Morphism and Composition
The problem this chapter solves is:
Once the system has typed objects, it needs typed transformations between them.
In the previous chapter, the code created objects such as:
TokenId
Vector
Logits
Distribution
Loss
Parameters
This chapter explains the arrows that connect them.
The central category-theory sentence is:
A morphism is a typed arrow from one object to another.
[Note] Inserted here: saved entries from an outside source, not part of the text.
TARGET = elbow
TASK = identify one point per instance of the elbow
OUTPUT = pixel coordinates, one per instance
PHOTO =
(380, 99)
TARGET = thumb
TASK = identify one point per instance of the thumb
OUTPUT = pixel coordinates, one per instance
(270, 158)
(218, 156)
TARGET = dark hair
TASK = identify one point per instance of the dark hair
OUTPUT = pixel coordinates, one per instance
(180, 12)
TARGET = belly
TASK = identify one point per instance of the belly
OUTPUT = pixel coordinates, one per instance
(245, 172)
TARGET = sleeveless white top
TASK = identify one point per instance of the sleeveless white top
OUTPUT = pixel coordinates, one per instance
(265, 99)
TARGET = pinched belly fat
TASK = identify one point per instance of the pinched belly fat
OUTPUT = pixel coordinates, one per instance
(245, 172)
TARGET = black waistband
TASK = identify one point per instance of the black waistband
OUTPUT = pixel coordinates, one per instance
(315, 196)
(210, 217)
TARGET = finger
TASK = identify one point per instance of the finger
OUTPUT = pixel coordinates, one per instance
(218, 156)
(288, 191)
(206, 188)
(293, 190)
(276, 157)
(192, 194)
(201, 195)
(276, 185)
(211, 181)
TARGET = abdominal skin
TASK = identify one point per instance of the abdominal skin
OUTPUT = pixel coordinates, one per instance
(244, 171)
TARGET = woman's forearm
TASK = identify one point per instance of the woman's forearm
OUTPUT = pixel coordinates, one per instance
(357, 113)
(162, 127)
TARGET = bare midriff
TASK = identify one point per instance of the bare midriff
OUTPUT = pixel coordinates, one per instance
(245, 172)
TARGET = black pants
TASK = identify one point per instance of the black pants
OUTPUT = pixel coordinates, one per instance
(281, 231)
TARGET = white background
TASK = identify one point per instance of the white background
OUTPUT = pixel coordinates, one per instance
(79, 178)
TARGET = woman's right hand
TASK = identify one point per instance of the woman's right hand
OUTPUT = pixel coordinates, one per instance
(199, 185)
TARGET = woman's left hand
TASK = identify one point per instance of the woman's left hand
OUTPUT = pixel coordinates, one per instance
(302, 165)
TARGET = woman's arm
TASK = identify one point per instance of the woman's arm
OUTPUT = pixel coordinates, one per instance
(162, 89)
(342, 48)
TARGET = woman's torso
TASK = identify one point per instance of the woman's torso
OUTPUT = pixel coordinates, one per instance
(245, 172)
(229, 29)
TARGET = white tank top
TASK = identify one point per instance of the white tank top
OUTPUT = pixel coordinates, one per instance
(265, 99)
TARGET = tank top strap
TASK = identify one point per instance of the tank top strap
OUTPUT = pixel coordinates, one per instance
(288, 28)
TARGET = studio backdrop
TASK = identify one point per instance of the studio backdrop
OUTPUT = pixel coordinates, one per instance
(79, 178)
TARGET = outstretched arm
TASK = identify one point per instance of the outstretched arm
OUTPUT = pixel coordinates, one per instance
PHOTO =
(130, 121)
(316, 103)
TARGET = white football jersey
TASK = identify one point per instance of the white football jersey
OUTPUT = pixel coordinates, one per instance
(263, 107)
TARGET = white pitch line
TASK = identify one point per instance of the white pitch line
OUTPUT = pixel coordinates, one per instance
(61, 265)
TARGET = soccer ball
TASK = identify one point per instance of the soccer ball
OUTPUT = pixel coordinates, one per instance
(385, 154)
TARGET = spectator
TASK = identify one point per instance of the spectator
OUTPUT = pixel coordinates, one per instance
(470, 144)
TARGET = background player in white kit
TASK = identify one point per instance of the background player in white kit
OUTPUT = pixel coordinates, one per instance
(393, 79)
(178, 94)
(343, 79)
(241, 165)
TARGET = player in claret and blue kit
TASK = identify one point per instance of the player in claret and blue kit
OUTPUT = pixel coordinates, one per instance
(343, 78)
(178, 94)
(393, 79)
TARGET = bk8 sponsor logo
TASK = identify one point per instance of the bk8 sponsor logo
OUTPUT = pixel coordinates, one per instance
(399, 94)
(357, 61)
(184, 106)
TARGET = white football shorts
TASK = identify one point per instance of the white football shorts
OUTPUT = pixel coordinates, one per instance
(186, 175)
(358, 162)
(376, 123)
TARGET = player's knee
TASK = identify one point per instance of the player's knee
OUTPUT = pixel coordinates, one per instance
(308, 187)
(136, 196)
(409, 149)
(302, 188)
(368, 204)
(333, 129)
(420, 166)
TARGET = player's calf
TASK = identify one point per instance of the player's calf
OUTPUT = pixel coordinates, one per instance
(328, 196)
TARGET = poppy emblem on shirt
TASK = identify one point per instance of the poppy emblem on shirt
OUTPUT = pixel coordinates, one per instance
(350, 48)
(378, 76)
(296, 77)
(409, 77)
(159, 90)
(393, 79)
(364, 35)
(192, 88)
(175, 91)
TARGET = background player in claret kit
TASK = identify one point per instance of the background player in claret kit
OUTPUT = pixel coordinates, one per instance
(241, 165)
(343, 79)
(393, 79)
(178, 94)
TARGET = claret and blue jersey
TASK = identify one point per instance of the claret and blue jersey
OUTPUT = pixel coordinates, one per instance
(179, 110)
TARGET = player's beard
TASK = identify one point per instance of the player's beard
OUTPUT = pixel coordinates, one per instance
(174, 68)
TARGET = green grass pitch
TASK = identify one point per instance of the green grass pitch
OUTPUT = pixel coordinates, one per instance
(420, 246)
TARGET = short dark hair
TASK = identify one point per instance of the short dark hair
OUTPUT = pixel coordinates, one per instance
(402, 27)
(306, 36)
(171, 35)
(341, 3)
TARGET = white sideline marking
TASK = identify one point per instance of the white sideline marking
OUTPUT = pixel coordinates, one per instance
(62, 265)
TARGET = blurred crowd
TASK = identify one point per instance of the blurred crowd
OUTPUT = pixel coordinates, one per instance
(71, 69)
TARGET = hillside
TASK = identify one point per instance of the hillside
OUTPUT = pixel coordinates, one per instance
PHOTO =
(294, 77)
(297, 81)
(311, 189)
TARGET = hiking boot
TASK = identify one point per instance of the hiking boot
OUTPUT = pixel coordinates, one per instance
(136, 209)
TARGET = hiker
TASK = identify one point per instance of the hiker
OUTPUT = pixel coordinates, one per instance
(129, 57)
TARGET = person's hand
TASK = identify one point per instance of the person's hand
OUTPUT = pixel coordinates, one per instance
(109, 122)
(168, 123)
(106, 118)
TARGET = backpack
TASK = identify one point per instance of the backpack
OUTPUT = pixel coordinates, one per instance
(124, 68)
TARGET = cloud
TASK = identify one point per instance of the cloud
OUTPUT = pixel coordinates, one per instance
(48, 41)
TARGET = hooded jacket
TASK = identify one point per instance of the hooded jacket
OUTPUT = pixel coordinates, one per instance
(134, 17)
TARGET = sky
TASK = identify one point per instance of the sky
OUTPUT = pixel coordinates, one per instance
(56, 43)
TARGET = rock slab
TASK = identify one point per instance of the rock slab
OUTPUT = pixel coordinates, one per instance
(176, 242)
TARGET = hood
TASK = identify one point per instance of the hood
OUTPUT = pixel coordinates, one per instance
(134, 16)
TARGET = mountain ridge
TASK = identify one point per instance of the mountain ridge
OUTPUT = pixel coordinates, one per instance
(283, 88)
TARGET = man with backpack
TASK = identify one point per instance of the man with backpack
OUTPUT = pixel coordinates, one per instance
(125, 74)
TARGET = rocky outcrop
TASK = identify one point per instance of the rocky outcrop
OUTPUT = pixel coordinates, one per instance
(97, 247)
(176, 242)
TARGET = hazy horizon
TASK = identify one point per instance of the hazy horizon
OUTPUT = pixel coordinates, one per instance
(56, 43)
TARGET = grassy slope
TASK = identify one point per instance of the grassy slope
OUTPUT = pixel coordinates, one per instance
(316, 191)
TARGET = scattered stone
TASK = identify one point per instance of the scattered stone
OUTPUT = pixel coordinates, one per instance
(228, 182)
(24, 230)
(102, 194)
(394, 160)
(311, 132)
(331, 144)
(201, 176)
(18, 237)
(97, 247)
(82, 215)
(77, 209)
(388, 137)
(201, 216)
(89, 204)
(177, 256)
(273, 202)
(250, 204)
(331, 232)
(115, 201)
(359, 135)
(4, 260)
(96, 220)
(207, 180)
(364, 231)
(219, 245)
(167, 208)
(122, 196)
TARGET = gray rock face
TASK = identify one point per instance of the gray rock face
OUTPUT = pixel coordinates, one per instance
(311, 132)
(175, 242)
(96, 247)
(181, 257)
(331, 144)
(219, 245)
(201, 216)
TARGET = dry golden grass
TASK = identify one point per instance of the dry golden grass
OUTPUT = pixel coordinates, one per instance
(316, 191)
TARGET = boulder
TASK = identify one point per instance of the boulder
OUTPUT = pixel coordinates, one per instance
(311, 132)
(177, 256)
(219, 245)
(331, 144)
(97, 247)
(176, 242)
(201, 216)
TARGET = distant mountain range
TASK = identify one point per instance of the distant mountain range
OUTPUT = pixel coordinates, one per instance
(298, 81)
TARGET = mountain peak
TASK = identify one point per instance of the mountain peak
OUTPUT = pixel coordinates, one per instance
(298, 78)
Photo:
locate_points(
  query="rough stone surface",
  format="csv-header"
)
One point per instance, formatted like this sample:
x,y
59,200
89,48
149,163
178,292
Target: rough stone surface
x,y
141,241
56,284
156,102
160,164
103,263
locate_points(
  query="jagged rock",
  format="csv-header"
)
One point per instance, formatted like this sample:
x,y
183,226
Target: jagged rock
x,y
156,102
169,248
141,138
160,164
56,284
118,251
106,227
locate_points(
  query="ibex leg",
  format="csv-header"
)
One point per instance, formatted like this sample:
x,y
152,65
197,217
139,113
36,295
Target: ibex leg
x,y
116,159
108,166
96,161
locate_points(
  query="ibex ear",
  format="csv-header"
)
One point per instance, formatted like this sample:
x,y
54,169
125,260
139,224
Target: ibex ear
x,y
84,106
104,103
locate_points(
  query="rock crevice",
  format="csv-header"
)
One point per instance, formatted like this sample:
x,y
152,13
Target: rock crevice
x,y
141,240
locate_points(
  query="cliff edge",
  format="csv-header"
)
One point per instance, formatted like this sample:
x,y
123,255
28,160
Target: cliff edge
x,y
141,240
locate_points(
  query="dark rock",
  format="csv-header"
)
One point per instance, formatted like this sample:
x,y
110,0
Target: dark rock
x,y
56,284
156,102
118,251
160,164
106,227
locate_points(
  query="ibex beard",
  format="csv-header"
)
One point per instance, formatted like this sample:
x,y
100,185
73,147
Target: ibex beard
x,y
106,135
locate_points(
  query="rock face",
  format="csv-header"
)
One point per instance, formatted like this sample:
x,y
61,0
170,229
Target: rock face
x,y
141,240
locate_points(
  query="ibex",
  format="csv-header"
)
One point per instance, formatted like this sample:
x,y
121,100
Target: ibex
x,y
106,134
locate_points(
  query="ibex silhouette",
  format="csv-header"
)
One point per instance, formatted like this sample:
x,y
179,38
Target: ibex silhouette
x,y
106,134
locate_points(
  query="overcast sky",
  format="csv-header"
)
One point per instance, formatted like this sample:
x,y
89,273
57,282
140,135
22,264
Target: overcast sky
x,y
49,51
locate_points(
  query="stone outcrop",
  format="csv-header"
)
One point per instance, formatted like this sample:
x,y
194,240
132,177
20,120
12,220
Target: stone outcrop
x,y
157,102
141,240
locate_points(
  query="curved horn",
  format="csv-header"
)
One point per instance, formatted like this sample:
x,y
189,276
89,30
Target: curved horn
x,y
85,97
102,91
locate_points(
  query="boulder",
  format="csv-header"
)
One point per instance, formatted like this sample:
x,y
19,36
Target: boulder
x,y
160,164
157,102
The central Rust sentence is:
A morphism is a trait implementation with an input type, output type, and typed error result.
Reader orientation: The previous chapter defined the objects of the tiny ML system. This chapter explains how values move between those objects. That movement is the bridge between ordinary Rust functions and the categorical idea of morphisms.
What You Already Know
If you know Rust functions, you already know that computation moves from an
input type to an output type. If you know ML pipelines, you already know that a
prediction path is built from stages. This chapter gives that familiar movement
a shared interface: Morphism<Input, Output>.
Source Snapshot
This file defines the typed arrow interface and the composition adapter.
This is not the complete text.